Ellen Wohl: The model is relevant in that the depth of understanding that comes with disciplinary training and knowledge is critical to addressing complex, transdisciplinary issues. However, the issues transcend disciplinary boundaries and, to be effective, each individual must at least have some familiarity with the conceptual framework and knowledge of other relevant disciplines.

How can we best facilitate open trans-disciplinary dialogue in the Earth & Environmental Sciences, and ensure that these possibilities mature?

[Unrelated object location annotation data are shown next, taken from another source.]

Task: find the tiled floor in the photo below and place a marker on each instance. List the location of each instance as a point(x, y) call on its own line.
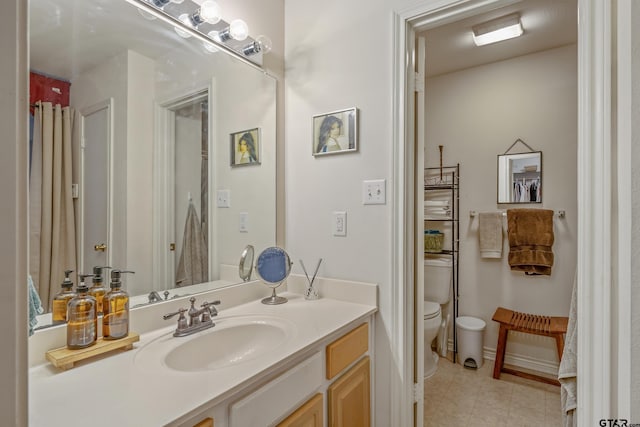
point(455, 396)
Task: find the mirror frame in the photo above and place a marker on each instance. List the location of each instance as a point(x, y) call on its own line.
point(508, 179)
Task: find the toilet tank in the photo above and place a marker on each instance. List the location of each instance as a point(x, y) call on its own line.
point(438, 277)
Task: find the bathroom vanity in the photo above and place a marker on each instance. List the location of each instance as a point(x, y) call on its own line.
point(260, 365)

W. Tad Pfeffer: This probably comes about mostly through our education – what structure we experience as students when we are first learning our fields. But this can be supplemented by exposure to those linkages connecting disciplinary and cross-disciplinary ways of organizing knowledge. Fast, easy-to-use tools for finding knowledge, seeing how knowledge is organized, and comparing different organizational structures might be very powerful, and modern web-based search platforms combined with good documentation are perhaps ideal for this task.

Oxford's booth at a previous AGU conference
Oxford’s booth at a previous AGU conference

Ellen Wohl: Among the ways to do this are to (1) tie research dollars to such approaches, (2) demonstrate the relevance of such approaches by highlighting (in journal articles and other venues) successful, multidisciplinary approaches to problem solving (whether the problem is applied/management or basic science), and (3) facilitating ease of access to information across disciplines, as with Oxford’s online resources.

What strengths and weaknesses can you identify in current research in your field, and how that research relates to applications?

W. Tad Pfeffer: One great strength in my research area of cryospheric environmental change is the growing use and sophistication of remote sensing tools for detecting and quantifying environmental change. These data sources generate tremendous volumes of data and demand disciplined use of data bases and imaginative processing methods to avoid getting hopelessly lost – another job for the tools I mentioned above.

A crucial weakness in my particular area, sea level rise and environmental change, is the lack of awareness among my colleagues of the nature of the needs and concerns of the actual consumers, or “end users,” of the knowledge we produce: planners, policy makers, risk managers, etc. The scientific community, guided by traditional “pure science” principles and motivations, look for problems that are challenging, interesting, and hopefully solvable with the tools available. These criteria do not always lead my colleagues toward problems that “end users” and the public find most urgent.

This is most obvious in the disparity in time scales of future events. End users and decision makers need knowledge of environmental changes on near-term time scales of decades, while the most attractive and challenging problems for scientists studying environmental change will, in many cases, not become significant human issues for centuries or millennia.

Ellen Wohl: The literature of my field and closely related fields has expanded so rapidly that it is difficult to keep abreast of continuing research and it can be very intimidating to try to learn about a new, related field when my research expands in different directions. That is one of the great values of review and synthesis papers, as well as one of the primary services that the Oxford Bibliographies Online can supply to professional scholars, as well as to students.